Unsecured business loans for SME’s- Process and eligibility

Unsecured business loans for SME’s- Process and eligibility

It is quite common for SMEs to have a situation of the expenses in excess of the earnings, especially in the initial years. This is because the SME may have to price their products or services low enough to attract potential buyers. Further temporarily stalling operations is not prudent as operating below capacity could hit profit margins.

This is because, while revenues will fall, the fixed overhead costs would diminish the profitability.  The fixed overheads include amortization, depreciation of assets, insurance premiums, property rent, taxes, and utility bills.

At the same time, the cost of purchase of raw materials and labor is priced at the prevailing market rates. However, a cash shortage, in the long run, is not sustainable and can result in a liquidity crisis. The positive cash flow is a strong indicator of the financial health of the small business. Hence availing an SME business loan is the ideal way out.

An SME that plans to seize new business opportunities, and grow its business, continuous expansion of manufacturing operations, should opt for an unsecured small business loan.

An unsecured SME loan does not require the borrowing entity to pledge any valuable asset as collateral. With a secure digital process in place by fintech lenders, it is also easy to request for this funding. The entire loan process is carried out online- starting from application, processing to final approval, without the need to physically visit the lender premises.

FinTech lenders often are non-banking finance companies (NBFCs) that leverage cutting edge technologies to receive loan applications and disburse loan amounts in minimum turnaround time.

The SMEs that cannot afford to borrow from established banks due to high collateral requirements and other eligibility constraints have found a simple alternative to finance their business needs by way of unsecured small business loan from fintech players.

The business loans are sanctioned to all kinds of business operating structures-sole proprietary concern, partnership firm, company etc.

The process to obtain an SME business loan is as follows:

A loan applicant can apply for a business loan via the online portal of the fintech lender, by filling out a form requiring details of business constitution, turnover, monthly obligation payment capability.

To substantiate their credentials, the borrowers also need to upload the digital copies of ID proofs, PAN cards and the documents validating their business earnings. Such documents may be a balance sheet, recent profit and loss statement, the copies of processed income tax and GST returns and the documents substantiating the ownership and operating structure of the business.

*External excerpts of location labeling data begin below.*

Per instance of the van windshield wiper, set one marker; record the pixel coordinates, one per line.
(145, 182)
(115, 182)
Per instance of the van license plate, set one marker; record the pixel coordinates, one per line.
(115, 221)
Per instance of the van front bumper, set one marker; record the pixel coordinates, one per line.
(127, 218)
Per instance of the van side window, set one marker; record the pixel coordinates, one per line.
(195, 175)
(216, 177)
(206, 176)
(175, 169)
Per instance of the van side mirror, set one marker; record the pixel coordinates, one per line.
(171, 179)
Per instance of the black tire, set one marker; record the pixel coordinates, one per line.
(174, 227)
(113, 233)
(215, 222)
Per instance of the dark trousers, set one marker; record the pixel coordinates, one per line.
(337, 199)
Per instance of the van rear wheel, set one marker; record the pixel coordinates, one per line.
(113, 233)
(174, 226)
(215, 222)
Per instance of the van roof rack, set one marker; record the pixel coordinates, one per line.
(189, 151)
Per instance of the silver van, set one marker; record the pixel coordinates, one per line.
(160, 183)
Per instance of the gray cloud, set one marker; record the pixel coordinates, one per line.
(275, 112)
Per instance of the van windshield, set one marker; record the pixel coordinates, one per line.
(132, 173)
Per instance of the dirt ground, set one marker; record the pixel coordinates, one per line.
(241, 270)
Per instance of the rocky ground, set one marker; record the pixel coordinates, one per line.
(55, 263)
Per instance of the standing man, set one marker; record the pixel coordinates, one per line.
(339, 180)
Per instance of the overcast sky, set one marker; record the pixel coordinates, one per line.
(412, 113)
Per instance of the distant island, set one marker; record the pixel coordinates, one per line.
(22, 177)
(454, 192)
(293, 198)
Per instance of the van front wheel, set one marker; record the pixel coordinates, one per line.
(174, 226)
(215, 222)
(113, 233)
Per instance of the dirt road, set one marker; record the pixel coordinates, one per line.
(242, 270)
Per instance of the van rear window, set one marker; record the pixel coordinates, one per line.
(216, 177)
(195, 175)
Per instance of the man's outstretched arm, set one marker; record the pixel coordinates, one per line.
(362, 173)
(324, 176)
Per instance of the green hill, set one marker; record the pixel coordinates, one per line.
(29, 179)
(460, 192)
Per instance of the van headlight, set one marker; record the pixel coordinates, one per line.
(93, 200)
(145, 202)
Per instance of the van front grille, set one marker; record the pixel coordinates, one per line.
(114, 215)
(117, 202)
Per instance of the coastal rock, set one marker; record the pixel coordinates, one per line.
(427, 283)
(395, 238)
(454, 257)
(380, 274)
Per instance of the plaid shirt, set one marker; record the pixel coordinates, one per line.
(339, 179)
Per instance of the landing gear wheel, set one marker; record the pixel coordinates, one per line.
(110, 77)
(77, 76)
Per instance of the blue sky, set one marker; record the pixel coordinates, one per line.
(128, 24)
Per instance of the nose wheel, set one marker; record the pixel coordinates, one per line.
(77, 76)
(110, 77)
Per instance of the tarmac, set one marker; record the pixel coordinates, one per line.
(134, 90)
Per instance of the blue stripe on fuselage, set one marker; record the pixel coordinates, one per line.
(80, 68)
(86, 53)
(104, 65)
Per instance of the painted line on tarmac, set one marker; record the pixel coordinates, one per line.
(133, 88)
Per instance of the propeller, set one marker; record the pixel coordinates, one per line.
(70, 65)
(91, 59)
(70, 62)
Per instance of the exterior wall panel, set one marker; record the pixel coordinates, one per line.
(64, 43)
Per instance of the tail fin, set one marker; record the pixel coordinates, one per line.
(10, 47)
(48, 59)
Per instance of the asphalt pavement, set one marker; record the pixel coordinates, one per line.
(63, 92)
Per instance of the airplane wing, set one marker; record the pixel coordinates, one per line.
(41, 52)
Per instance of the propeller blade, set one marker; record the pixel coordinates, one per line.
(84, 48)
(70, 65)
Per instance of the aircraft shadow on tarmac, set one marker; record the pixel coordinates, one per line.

Post the application submission, the FinTech sends its decision on the MSME/SME loan applied for. In case the eligibility criteria are met and all the relevant documents have been uploaded in the system by the loan applicant, approval is granted. In case of an approval, the approved loan amount is transferred to the bank account of the borrower within 3-5 business days. The final loan agreement is sent to the registered email of the borrower and can be signed digitally.

Broadly the eligibility criteria are as follows:

  • Age Limit of the applicant should be range between a minimum of 21 years & maximum of 65 years
  • Business should be profit making at least for the past 2 years
  • Turnover: Rs. 40 lakhs turnover should have been achieved as validated by GST returns
  • Co-applicants: This is optional to the applicant and not mandatory in case of a business loan
  • Submission of IT filings
  • Business should have completed an operating vintage of at least 3 years. However, in the case of 2 years of operations, the loan may be sanctioned if audited financial results of the past 2 years are submitted.